Bankruptcy Information Sheet
(© Office of the United States Trustee, Revised 08/11)
Did you know that Bankruptcy Law is a Federal Law? Or that the concept has been around since Biblical times from the Book of Deuteronomy?
Our office is here to help you step by step through ALL chapters of bankruptcy available to both individuals and businesses. These chapters are:
- Chapter 7
- Chapter 9
- Chapter 11 (including the new Subchapter V for Small Businesses)
- Chapter 12
- Chapter 13
After discussing your financial situation with your attorney, as a team, you will be able to choose which chapter is the best option for you. Here is a brief description of each Chapter.
Chapter 7: Either individuals or businesses can file this chapter. It can complete wipe away your personal obligations for the debts that can be discharged. This chapter is sometimes called the “Clean Slate” chapter.
Chapter 9: This is not a common chapter as it is ONLY for governmental agencies which can be city or county municipalities. Currently, we are the only firm in southern Idaho who has successfully completed one of these cases.
Chapter 11: This chapter can be used by either an individual or business. This is what most people know as the “reorganization” bankruptcy such as filed by General Motors, several airlines, real estate development firms, and even individuals engaged in operating a business. You often must continue to provide a source of income throughout the duration of this bankruptcy, but can strategically sell off some assets to reduce and help restructure debts. This chapter you make a “plan” to inform creditors how you desire to make payments on the debts owed to them. This is either approved or denied by the creditors and Court.
Chapter 11 subsection V:
Chapter 12: This chapter is used for family farmers or family fisherman. Like a Chapter 11, it is a reorganization of the debt over a period of time but only those who have been farming or fishing over the previous 2 years prior to filing a bankruptcy. This chapter also includes filing a “plan” to let creditors know how you desire to pay back the debts owed.
Chapter 13: Is used ONLY for individuals. This is a payback plan based on your monthly household income and expenses. There will also an evaluation made as to how much will need to be paid into the “plan” based on your debt being paid during the term of your plan payments.
What Is a Bankruptcy Discharge and How Does It Operate?
One of the reasons people file bankruptcy is to get a “discharge.” A discharge is a court order which states that you do not have to pay most of your debts. Some debts cannot be discharged. For example, you cannot discharge debts for–
- most taxes;
- child support;
- most student loans;
- court fines and criminal restitution; and
- personal injury caused by driving drunk or under the influence of drugs.
The discharge only applies to debts that arose before the date you filed. Also, if the judge finds that you received money or property by fraud, that debt may not be discharged.
It is important to list all your property and debts in your bankruptcy schedules. If you do not list a debt, for example, it is possible the debt will not be discharged. The judge can also deny your discharge if you do something dishonest in connection with your bankruptcy case, such as destroy or hide property, falsify records, or lie, or if you disobey a court order.

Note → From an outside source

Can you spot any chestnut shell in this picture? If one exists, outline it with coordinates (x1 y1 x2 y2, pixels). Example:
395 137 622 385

You can only receive a chapter 7 discharge once every eight years. Other rules may apply if you previously received a discharge in a chapter 13 case. No one can make you pay a debt that has been discharged, but you can voluntarily pay any debt you wish to pay. You do not have to sign a reaffirmation agreement (see below) or any other kind of document to do this.

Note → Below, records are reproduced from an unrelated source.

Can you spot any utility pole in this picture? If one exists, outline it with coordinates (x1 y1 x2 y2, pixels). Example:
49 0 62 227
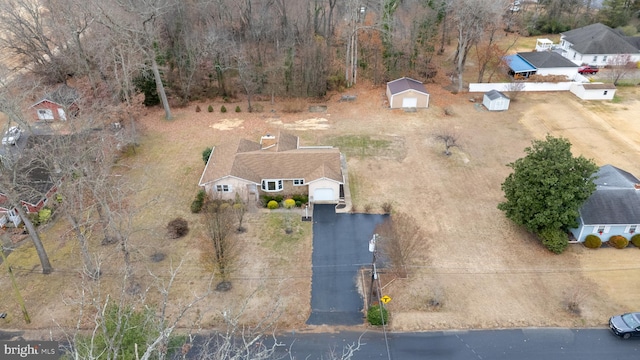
368 234 378 307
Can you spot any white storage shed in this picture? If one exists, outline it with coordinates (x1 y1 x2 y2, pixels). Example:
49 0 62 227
483 90 510 111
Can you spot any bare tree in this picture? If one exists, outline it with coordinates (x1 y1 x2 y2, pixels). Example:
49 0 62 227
449 0 506 92
505 80 525 101
374 213 429 278
607 54 635 86
435 128 461 156
202 199 238 283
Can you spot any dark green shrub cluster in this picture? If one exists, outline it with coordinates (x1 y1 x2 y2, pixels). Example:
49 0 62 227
584 234 602 249
538 228 568 254
367 304 389 326
608 235 629 249
291 194 308 205
261 195 284 207
267 200 279 209
221 105 227 113
167 217 189 239
191 190 206 213
208 104 214 112
202 147 213 164
235 105 241 112
631 234 640 248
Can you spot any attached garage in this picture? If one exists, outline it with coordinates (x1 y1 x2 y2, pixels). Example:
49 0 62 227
386 77 429 109
308 179 341 204
313 188 334 202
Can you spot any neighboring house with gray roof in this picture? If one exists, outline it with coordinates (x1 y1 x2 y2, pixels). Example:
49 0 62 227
559 23 640 67
504 51 579 79
198 132 345 205
386 77 429 109
569 165 640 242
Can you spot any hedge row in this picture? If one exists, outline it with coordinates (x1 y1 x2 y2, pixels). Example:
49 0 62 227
584 233 640 249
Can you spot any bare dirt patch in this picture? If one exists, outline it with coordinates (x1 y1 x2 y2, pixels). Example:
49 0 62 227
3 82 640 337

Some creditors hold a secured claim (for example, the bank that holds the mortgage on your house or the loan company that has a lien on your car). You do not have to pay a secured claim if the debt is discharged, but the creditor can still take the property.
What Is a Reaffirmation Agreement?
Even if a debt can be discharged, you may have special reasons why you want to promise to pay it. For example, you may want to work out a plan with the bank to keep your car. To promise to pay that debt, you must sign and file a reaffirmation agreement with the court. Reaffirmation agreements are under special rules and are voluntary. They are not required by bankruptcy law or by any other law. Reaffirmation agreements–
- must be voluntary;
- must not place too heavy a burden on you or your family;
- must be in your best interest; and
- can be canceled anytime before the court issues your discharge or within 60 days after the agreement is filed with the court, whichever gives you the most time.

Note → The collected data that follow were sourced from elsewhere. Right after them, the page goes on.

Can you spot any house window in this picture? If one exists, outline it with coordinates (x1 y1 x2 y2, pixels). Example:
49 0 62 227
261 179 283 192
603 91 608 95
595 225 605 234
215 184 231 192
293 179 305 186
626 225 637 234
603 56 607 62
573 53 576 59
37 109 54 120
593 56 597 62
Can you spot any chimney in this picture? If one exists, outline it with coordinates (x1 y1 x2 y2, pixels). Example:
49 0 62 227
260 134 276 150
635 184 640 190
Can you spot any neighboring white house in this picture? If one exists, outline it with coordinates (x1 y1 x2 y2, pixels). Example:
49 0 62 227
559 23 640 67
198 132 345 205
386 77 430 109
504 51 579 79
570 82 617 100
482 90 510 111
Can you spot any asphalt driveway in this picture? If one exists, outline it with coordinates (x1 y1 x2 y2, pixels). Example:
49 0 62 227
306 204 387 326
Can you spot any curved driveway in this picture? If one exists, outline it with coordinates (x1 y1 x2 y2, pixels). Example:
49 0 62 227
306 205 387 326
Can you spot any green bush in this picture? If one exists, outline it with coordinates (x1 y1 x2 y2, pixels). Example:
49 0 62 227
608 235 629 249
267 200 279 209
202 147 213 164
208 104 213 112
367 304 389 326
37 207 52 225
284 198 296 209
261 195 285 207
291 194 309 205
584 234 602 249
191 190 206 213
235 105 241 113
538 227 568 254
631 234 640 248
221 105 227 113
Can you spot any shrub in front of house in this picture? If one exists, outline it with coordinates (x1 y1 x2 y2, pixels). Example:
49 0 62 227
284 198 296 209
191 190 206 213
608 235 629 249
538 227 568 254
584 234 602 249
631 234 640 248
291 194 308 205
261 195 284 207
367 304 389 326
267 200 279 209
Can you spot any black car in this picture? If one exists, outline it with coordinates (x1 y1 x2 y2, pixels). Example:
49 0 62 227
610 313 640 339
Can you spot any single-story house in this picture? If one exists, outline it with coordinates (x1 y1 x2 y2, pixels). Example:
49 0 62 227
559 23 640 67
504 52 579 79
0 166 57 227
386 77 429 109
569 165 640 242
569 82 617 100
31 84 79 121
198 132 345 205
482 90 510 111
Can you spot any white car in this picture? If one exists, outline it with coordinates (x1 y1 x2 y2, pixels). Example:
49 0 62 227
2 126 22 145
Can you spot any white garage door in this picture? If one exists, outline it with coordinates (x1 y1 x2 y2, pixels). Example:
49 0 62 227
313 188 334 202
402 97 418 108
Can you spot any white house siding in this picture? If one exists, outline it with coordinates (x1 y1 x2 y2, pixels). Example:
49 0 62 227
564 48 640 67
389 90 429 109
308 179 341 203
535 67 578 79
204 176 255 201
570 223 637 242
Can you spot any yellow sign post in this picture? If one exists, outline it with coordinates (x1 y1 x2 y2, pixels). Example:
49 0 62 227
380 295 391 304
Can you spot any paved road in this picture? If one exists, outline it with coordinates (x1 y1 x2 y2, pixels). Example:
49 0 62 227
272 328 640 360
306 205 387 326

If you are an individual and you are not represented by an attorney, the court must hold a hearing to decide whether to approve the reaffirmation agreement. The agreement will not be legally binding until the court approves it.
If you reaffirm a debt and then fail to pay it, you owe the debt the same as though there was no bankruptcy. The debt will not be discharged and the creditor can take action to recover any property on which it has a lien or mortgage. The creditor can also take legal action to recover a judgment against you.
IF YOU WANT MORE INFORMATION OR HAVE ANY QUESTIONS ABOUT HOW THE BANKRUPTCY LAWS AFFECT YOU, YOU MAY NEED LEGAL ADVICE. THE TRUSTEE IN YOUR CASE IS NOT RESPONSIBLE FOR GIVING YOU LEGAL ADVICE.